There, on April 14, 1912, at age 21, he was operator on duty when a call came in. This was no normal call, but an S-O-S from a ship at sea. (The use of S-O-S for emergencies had only been established a few months before.)

The ship was the Titanic. As news hit the streets, this young man’s name instantly became a household word. And for the last time in history, radio silence was declared all along the East Coast so that this man could receive and send messages to the Titanic and the ships going to its aid.

The story has been carefully crafted into legend, so it is not known for sure if he was the first person to hear of the disaster. However, it is accepted that he stayed at his post for 72 hours, relaying messages to and from the ships going to rescue the survivors.

By 1916, along with Armstrong and de Forest, he was using his newfound fame to push the idea of commercial radio, something he called the “wireless music box,” although this idea was before its time. Even as late as 1920, one potential investor wrote him to say, “The wireless music box has no imaginable commercial value. Who would pay for a message sent to nobody in particular?”
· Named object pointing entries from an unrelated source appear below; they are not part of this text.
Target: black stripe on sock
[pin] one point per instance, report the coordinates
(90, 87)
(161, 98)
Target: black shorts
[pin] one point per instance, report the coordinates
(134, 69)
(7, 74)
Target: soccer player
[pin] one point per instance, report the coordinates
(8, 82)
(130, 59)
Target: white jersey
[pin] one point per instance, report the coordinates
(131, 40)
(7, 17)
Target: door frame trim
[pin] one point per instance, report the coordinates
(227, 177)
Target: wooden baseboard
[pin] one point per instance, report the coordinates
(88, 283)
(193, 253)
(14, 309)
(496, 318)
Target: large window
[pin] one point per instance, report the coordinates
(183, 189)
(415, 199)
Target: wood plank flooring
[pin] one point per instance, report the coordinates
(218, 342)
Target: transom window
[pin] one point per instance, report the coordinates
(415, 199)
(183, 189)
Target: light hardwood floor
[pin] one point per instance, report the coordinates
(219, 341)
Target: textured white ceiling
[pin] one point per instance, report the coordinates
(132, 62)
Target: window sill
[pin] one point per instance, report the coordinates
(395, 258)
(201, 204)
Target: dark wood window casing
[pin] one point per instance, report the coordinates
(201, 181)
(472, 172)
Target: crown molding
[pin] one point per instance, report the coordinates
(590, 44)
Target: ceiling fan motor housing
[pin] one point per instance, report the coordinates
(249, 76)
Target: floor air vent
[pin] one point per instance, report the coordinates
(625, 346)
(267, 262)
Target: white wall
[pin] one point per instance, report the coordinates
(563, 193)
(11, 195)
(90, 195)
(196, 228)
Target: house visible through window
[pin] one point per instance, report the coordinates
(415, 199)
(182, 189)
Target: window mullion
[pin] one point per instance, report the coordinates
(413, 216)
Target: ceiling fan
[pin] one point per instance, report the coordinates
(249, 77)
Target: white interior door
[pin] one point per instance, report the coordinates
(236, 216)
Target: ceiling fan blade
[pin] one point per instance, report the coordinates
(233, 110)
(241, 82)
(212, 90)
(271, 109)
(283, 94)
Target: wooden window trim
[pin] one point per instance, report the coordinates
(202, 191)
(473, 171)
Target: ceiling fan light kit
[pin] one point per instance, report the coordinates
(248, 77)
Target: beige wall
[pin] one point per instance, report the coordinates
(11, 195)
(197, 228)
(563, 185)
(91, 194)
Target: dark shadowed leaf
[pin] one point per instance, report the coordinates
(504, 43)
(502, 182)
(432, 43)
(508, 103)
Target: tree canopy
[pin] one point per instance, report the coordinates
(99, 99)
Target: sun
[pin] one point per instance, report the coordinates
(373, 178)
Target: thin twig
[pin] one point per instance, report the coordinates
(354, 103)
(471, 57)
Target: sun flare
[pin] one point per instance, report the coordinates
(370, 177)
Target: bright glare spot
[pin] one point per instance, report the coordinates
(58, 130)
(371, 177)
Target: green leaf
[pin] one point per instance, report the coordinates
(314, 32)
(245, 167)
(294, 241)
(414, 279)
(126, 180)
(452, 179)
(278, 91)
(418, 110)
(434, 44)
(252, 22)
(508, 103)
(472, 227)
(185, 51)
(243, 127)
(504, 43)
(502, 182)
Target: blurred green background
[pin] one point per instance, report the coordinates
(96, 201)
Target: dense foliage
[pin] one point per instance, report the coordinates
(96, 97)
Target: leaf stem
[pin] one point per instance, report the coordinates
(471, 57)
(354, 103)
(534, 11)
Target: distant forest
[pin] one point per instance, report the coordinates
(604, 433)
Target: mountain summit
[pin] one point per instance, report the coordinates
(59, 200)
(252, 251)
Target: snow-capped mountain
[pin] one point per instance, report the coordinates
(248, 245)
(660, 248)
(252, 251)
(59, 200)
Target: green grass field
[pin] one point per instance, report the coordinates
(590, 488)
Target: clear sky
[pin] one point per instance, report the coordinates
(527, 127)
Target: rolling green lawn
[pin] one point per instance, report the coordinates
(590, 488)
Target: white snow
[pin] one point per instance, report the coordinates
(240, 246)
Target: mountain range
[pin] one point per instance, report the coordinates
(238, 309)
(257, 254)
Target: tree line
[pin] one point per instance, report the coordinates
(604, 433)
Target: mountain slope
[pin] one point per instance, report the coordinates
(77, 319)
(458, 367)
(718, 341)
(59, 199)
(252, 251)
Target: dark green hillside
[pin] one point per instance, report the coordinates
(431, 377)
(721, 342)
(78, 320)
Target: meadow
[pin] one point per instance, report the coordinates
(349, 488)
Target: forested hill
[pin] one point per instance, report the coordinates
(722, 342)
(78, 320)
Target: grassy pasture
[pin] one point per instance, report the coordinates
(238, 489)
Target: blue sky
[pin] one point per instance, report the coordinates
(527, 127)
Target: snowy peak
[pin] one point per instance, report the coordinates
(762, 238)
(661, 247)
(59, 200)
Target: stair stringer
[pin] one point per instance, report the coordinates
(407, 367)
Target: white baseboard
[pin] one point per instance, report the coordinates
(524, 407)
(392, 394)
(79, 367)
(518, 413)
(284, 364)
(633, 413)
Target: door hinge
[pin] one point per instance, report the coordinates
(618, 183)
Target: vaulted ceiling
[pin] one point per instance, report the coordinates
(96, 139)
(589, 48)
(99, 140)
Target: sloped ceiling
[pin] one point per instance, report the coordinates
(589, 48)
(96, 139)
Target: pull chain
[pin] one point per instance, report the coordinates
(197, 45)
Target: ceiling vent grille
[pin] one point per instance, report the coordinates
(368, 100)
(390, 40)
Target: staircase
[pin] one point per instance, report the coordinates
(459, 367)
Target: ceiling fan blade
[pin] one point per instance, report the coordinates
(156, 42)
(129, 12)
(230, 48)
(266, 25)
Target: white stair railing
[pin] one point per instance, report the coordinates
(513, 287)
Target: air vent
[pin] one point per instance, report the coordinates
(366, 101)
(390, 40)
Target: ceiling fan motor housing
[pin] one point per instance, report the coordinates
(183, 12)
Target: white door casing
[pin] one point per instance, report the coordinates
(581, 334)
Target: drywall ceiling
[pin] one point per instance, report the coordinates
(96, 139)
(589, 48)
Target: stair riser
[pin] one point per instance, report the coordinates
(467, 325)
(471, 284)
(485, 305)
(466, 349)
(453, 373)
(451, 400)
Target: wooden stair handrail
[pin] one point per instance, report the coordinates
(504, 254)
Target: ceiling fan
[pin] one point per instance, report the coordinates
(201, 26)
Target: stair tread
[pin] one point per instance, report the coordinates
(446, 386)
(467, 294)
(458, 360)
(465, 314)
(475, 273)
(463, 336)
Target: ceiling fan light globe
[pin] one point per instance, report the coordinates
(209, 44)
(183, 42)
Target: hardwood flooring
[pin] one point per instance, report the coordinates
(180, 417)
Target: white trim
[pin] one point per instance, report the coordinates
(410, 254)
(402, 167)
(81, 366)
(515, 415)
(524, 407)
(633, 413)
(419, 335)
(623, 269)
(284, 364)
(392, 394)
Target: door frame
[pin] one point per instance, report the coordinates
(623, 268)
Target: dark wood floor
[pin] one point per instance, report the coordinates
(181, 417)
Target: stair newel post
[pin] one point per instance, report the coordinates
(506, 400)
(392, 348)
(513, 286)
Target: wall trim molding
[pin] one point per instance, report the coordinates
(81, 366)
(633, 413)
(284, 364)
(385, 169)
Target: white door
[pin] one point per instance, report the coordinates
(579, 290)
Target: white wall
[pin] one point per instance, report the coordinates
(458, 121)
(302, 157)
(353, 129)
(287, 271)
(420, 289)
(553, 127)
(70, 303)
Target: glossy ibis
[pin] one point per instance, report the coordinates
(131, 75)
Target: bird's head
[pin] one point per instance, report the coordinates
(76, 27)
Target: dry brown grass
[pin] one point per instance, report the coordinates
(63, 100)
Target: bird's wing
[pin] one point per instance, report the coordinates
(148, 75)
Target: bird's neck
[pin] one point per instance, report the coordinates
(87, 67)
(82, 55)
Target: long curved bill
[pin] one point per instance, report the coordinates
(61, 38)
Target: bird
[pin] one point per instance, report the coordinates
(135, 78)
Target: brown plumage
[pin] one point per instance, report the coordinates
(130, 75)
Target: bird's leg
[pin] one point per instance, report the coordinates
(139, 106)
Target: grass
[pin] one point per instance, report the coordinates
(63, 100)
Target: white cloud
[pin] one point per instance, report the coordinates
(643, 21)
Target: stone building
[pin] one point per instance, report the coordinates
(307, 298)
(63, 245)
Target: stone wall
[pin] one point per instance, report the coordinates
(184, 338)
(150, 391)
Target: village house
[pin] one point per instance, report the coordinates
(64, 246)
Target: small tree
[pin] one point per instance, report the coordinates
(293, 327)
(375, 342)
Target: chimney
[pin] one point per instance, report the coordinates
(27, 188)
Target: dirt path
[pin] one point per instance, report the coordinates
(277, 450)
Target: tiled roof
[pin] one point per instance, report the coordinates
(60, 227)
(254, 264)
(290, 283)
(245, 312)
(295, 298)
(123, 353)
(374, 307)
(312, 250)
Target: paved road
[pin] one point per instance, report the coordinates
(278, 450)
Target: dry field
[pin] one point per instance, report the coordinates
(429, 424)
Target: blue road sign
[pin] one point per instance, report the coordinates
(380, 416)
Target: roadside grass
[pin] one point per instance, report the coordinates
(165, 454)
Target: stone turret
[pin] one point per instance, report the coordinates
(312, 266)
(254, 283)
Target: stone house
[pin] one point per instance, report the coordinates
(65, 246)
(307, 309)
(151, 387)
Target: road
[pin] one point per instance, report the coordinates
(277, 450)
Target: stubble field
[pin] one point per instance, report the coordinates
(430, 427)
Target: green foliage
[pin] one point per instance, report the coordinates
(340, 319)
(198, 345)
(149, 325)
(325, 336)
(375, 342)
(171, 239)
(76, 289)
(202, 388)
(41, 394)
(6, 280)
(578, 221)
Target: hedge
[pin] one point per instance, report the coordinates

Even the Marconi Company, his employer, rejected the idea of radio as anything but a communications medium. So he went to work for the Radio Corporation of America in 1920.

By 1921, RCA’s broadcast of the Dempsey-Carpentier boxing match attracted 300,000 radio listeners. Radio was off and running.

Our hero eventually rose to chairman of the board from 1947-1970. His exploits regarding the founding of NBC, his ruthless business dealings, especially with inventors such as Philo T. Farnsworth and C. Francis Jenkins, are detailed elsewhere.

His name? David Sarnoff (1891-1971). He liked the honorary title of “General.”

RCA pretty much owned the broadcast industry and, therefore, was responsible for a lot of wire and cable.